熊野市木本小学校(畑中祥司校長)の4年生13人は11日、同校運営協議会委員の宮尻利春さんから戦時中の学校の様子などの話を聞いた。食べ物や遊びなど現在とはまったく状況が異なり、児童たちは平和の尊さと豊かな時代に生まれたありがたみを感じている様子だった。

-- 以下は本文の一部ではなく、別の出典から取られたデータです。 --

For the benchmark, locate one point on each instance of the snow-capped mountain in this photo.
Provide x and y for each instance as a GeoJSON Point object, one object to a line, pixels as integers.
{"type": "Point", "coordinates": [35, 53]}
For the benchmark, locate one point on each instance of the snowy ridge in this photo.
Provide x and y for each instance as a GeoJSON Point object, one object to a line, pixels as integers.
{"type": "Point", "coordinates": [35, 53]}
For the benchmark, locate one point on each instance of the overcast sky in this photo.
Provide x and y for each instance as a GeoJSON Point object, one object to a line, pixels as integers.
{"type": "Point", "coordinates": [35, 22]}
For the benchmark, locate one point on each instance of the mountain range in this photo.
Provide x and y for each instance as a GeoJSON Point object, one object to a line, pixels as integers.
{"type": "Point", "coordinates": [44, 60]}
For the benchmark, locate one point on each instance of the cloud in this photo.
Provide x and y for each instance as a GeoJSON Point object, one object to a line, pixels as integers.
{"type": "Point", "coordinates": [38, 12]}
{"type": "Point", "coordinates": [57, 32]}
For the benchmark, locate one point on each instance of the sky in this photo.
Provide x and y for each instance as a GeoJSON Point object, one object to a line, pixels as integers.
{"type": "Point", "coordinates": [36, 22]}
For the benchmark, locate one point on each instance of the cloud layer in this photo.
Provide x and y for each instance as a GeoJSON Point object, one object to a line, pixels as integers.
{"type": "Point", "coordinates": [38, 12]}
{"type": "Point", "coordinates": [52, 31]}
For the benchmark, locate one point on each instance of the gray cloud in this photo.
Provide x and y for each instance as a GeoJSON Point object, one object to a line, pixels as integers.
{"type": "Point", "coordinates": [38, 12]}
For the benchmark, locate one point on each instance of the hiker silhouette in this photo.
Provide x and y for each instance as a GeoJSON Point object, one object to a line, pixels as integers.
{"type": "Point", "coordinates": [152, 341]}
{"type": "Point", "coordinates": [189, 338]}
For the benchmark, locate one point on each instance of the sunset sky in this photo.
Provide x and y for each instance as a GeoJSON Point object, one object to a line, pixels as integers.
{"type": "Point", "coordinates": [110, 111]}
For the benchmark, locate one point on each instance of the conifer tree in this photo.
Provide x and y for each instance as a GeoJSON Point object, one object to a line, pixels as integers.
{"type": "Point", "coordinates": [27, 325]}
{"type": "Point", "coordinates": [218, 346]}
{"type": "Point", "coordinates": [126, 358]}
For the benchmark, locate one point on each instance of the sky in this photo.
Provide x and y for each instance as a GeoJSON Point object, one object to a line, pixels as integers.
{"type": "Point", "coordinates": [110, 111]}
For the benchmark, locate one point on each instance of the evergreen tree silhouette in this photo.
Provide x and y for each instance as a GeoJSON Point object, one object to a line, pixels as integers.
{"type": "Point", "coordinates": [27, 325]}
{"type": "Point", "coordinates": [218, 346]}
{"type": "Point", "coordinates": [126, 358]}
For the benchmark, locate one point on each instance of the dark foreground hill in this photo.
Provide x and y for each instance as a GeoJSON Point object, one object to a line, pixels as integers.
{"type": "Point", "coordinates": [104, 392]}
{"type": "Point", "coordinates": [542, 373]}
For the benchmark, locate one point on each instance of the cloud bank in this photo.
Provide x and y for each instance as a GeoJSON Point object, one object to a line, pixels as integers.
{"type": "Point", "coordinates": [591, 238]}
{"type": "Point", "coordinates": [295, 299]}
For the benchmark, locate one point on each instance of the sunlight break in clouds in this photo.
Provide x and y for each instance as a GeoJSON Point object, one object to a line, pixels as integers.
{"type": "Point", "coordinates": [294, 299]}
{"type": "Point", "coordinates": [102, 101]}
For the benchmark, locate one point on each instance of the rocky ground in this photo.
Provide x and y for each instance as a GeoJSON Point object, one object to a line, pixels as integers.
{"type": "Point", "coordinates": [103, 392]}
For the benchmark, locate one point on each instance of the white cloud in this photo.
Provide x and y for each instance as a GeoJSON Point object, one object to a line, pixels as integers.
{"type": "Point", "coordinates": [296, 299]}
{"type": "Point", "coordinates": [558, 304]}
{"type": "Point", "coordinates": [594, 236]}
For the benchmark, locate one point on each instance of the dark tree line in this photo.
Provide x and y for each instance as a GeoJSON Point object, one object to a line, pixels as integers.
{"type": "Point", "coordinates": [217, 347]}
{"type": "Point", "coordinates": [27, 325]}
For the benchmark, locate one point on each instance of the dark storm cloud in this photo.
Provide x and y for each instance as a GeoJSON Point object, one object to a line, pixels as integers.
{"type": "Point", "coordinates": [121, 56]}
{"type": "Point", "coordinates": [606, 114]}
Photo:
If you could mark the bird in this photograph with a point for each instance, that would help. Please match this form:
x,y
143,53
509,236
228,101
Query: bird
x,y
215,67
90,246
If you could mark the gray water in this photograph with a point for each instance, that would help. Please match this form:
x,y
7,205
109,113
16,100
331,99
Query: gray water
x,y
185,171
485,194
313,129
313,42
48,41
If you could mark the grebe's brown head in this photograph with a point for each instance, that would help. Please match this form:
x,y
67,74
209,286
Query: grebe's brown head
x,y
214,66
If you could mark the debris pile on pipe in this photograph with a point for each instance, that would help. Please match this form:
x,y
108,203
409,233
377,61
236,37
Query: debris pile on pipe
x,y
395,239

宮尻さんは木本町出身、昭和12年(1937年)生まれの86歳。木本老人クラブ寿会の会長も務めている。宮尻さんは児童たちを前に「80年ぐらい前に木本小学校に入学した。今は3階建ての建物ですが、当時は平屋と2階建てだった。男子と女子は別々のクラスで、戦争に負けて戦後になり、3年生ぐらいの時に男女が同じ教室になった」と当時を振り返った。
昭和19年の暮れから戦争は激しさを増し、20年には学校にもいけないぐらいだったという。「木本には焼夷弾はなかったが、戦闘機からの機関銃で同級生の父親が足を撃たれた。空襲警報が出ると家の床に掘った穴に入り込んでいた。旧トンネルの中は人でいっぱいだった」と宮尻さん。
その頃は食べ物も乏しかった。小学生の頃、肉はほとんど食べたことがなかったが、親が漁師だったため魚は食べられた。米には麦や海藻を入れ、ご飯の量を増やした。宮尻さんは「白米が食べられたのは正月、お盆、祭り。運動会の時は炊き込みご飯を握ってもらった。サツマイモが主食に近かった」と話した。
遊びといえばかくれんぼ。上級生に遊んでもらい、竹でつくる水鉄砲などを教わった。メンコやコマ、女子はおはじきやおじゃみ(お手玉)で遊んだ。4年生になる頃には、多くの児童は親に小さなナイフを買ってもらい、鉛筆を削ったり竹とんぼなどのオモチャを作ったりした。
戦時中の登校は一度、木本神社へ集まった。そこでは手旗信号を習い、整列して学校に向かった。校門をくぐると天皇・皇后両陛下の写真が収められた奉安殿に敬礼・お辞儀をしたという。児童たちは宮尻さんから昔の木本の写真も見せてもらい興味津々だった。